Even as the empirical issue remains fuzzy, so does the deeper philosophical one. How do we decide what is individual talent and what is luck? Take the child who works intensively at school and ends up with a Harvard M.D. We might attribute the child’s work habits to, say, the hard push that Jewish-American parents or, more recently, Chinese-American parents provided. Gladwell calls that child “lucky” for culturally inheriting a strong work ethic from his or her parents—being in the right womb in the right decade. Others might call that child “motivated”—‘what difference does it make whether the child’s motivation was culturally or genetically inherited?’ they could ask—and assert that that now-grown child is deserving of both success and the sense of pride it provides.
• • •
Alperovitz and Daly suggest a thought experiment: where would the Bill Gateses of today be if they were transferred to the “state of nature”? How much good would their technical or business skills do them there? Absent society, their skills would gain them little. Therefore, the wealth of the real Gateses is not really their own accomplishment. Gladwell is not as radical while making his claims for equalization, but the implications of Outliers are similar.

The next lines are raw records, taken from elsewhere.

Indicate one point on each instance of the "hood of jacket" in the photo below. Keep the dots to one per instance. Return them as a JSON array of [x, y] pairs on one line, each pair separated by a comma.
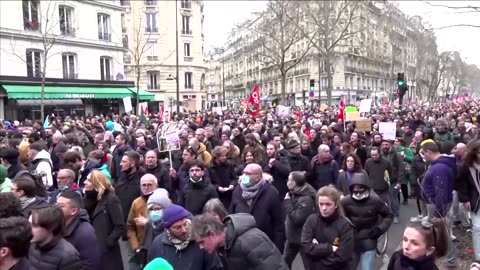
[[43, 155], [359, 179], [448, 160], [81, 217], [237, 224]]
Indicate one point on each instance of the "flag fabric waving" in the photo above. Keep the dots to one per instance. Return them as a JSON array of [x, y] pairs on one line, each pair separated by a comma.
[[253, 107], [341, 113]]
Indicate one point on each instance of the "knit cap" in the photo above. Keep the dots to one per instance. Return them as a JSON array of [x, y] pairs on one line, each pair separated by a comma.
[[158, 264], [174, 213], [160, 197]]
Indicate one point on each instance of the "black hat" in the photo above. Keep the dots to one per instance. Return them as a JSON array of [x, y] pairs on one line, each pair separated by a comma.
[[9, 153], [292, 144]]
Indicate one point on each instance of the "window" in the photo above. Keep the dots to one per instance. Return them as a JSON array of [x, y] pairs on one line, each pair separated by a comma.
[[186, 48], [34, 63], [30, 14], [152, 55], [186, 25], [188, 80], [151, 19], [153, 80], [186, 4], [66, 20], [103, 27], [106, 68], [68, 63]]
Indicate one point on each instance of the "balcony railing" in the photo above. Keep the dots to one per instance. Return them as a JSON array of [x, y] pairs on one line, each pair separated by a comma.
[[31, 25], [150, 2], [150, 29], [70, 75], [105, 36], [186, 5], [67, 31]]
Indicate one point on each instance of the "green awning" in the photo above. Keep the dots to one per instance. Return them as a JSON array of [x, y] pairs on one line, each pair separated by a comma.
[[144, 94], [66, 92]]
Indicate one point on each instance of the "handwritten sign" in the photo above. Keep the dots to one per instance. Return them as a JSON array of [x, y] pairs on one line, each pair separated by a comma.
[[353, 116], [388, 130], [363, 125]]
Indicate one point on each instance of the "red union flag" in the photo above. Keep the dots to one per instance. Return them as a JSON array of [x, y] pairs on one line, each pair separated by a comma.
[[254, 102], [244, 103]]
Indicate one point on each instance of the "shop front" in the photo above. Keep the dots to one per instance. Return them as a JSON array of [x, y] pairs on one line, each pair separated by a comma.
[[19, 101]]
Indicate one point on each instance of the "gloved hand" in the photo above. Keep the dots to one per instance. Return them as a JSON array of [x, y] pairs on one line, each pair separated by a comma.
[[374, 233]]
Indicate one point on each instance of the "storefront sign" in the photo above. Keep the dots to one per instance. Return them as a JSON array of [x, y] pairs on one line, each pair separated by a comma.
[[80, 95]]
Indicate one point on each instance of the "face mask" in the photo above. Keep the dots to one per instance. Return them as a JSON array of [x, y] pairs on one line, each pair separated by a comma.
[[357, 197], [245, 180], [196, 181], [156, 215]]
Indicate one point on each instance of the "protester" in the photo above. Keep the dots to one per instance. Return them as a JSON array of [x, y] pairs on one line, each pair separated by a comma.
[[239, 243]]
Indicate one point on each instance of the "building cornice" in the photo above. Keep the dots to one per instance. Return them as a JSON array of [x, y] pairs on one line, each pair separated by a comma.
[[105, 4], [69, 41]]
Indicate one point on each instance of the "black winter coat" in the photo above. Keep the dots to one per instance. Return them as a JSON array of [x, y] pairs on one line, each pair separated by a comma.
[[298, 208], [265, 209], [195, 195], [223, 175], [163, 176], [371, 218], [299, 163], [279, 171], [58, 254], [466, 188], [334, 230], [107, 219], [247, 247], [127, 188]]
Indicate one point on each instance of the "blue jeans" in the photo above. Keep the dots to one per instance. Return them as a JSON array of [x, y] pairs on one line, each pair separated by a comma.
[[394, 202]]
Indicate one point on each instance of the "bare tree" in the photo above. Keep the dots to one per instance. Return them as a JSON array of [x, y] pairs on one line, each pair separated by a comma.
[[279, 43], [49, 30], [139, 47], [328, 25]]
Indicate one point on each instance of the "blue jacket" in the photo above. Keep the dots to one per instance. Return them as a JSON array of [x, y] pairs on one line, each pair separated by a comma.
[[190, 258], [437, 185], [81, 234]]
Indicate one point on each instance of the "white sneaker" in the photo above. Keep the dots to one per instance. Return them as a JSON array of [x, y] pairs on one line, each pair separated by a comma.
[[417, 219]]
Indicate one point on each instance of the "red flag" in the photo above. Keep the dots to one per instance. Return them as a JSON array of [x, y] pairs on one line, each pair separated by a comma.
[[253, 107], [341, 113]]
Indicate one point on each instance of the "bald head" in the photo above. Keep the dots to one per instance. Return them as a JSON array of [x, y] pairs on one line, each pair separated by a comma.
[[148, 183], [459, 150], [254, 172]]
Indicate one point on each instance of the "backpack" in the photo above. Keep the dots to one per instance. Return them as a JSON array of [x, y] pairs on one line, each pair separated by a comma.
[[40, 189]]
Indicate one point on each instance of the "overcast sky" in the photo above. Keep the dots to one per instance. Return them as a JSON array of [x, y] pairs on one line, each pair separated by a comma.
[[222, 16]]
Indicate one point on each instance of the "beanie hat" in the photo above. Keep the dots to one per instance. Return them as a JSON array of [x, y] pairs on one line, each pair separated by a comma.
[[158, 264], [160, 197], [174, 213], [3, 173]]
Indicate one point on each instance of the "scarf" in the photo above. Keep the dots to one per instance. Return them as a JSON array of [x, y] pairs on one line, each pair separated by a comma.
[[25, 202], [250, 192], [178, 243]]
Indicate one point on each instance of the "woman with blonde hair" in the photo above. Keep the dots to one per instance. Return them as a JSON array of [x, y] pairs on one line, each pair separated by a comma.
[[106, 216], [327, 236]]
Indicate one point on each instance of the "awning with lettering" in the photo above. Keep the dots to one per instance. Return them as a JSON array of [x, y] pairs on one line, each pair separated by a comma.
[[66, 92]]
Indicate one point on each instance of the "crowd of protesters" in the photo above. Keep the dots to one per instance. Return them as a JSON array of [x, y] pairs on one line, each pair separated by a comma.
[[240, 192]]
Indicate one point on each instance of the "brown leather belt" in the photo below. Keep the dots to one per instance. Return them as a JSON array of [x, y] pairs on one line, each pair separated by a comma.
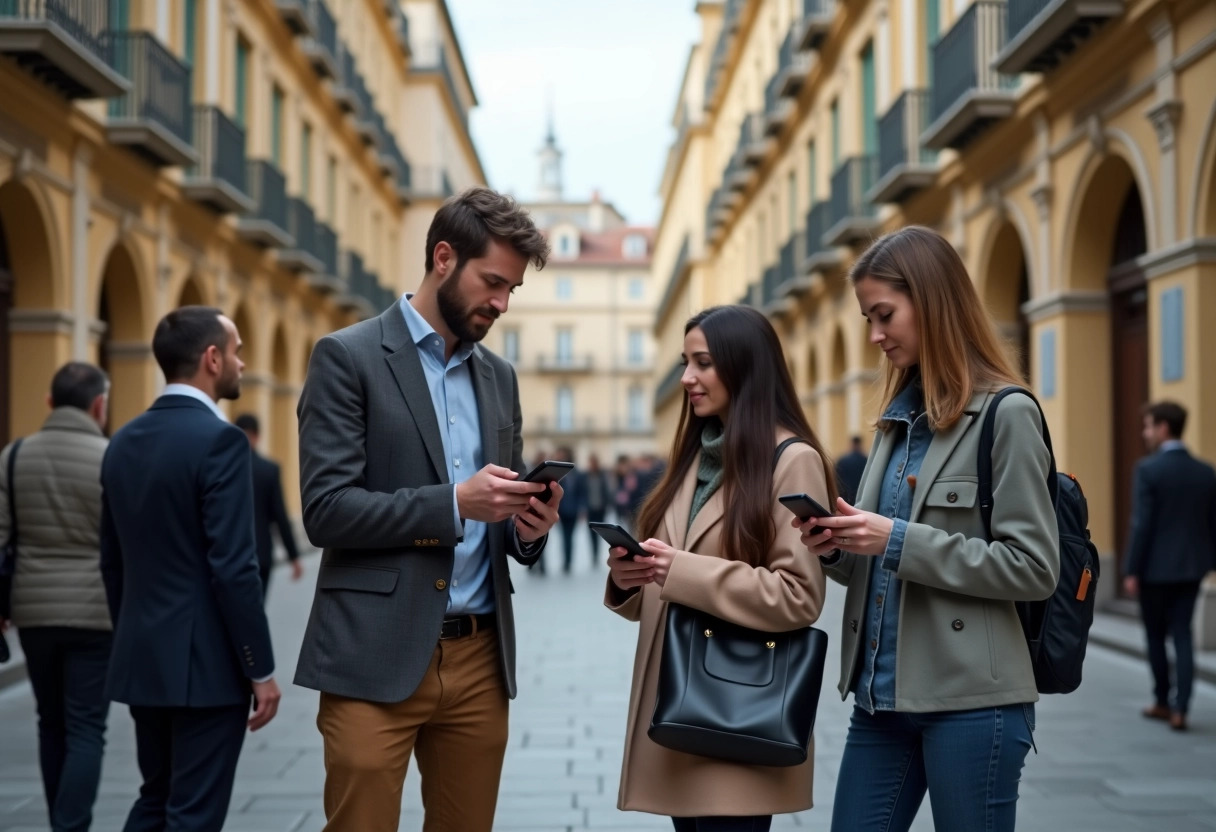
[[457, 627]]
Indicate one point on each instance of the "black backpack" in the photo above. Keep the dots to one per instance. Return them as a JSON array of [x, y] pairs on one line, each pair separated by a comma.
[[1058, 628]]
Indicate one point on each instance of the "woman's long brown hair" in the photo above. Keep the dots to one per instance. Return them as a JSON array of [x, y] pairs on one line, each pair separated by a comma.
[[961, 352], [750, 364]]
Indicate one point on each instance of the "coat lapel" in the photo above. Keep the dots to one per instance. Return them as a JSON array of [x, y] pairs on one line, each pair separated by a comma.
[[411, 381]]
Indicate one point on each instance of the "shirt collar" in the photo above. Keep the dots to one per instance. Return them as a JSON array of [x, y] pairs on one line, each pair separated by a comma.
[[195, 393], [420, 330]]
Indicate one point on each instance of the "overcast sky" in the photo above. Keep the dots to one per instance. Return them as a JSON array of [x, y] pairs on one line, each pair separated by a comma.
[[609, 67]]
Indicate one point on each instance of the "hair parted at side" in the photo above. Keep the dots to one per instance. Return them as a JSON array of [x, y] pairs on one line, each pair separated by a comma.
[[77, 384], [750, 364], [961, 352], [466, 221], [183, 336]]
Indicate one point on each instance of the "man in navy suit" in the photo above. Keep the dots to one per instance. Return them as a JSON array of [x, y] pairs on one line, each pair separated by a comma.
[[178, 558], [1172, 546]]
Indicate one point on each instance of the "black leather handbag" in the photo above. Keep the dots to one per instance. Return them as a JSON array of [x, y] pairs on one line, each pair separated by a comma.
[[736, 693]]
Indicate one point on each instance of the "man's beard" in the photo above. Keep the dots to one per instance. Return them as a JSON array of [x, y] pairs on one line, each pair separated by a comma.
[[457, 315]]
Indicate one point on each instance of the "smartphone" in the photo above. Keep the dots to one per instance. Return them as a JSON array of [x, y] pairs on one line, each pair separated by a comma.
[[615, 535], [550, 471], [805, 507]]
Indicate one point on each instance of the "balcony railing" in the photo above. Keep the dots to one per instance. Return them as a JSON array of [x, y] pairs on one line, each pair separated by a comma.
[[1042, 33], [820, 256], [322, 48], [434, 60], [854, 217], [219, 178], [152, 118], [968, 94], [816, 22], [904, 163], [63, 43], [302, 226], [266, 224]]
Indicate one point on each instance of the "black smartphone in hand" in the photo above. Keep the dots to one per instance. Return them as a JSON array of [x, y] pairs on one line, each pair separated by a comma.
[[805, 507], [617, 535], [550, 471]]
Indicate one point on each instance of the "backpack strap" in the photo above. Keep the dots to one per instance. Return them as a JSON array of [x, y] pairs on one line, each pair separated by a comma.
[[984, 461]]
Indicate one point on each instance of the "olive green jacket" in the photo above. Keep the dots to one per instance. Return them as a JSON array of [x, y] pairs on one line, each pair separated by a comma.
[[960, 640]]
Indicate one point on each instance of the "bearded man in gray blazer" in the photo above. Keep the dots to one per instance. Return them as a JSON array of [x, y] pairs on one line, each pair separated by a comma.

This may, however, be the wrong thought experiment. Perhaps we need to think the way baseball statistics nerds do, applying the thought experiment of VORP: value over replacement player. The basic idea—never mind the painful complications—is that a player’s worth is measured by what he contributes to winning compared to what the next available replacement for him would contribute. This roughly captures the marginal value of the player. If we think that the next available head of Microsoft after Gates (or, for Apple fans, of Apple after Steve Jobs) would have contributed less total value to global productivity, then Gates deserves credit for a healthy chunk, perhaps all, of that difference. This thinking leads to a contrary conclusion, then, about inequality. It is the sort of argument boards of directors make in justifying huge CEO salaries: that the difference between the best and next-best candidate is worth millions.
Perhaps there is another line of argument about desert, which is not about trying to assess justice by proportional reward, but trying to assess justice by a compassionate moral yardstick. We do not feed children or care for the elderly—or for “the least of these”—in proportion to their value over replacement, but in response to their humanity.
Both the social science and the philosophy of Unjust Deserts and Outliers can be parsed and trimmed. But they surely help puncture the egoism of the successful and remind them that “it’s not about you.”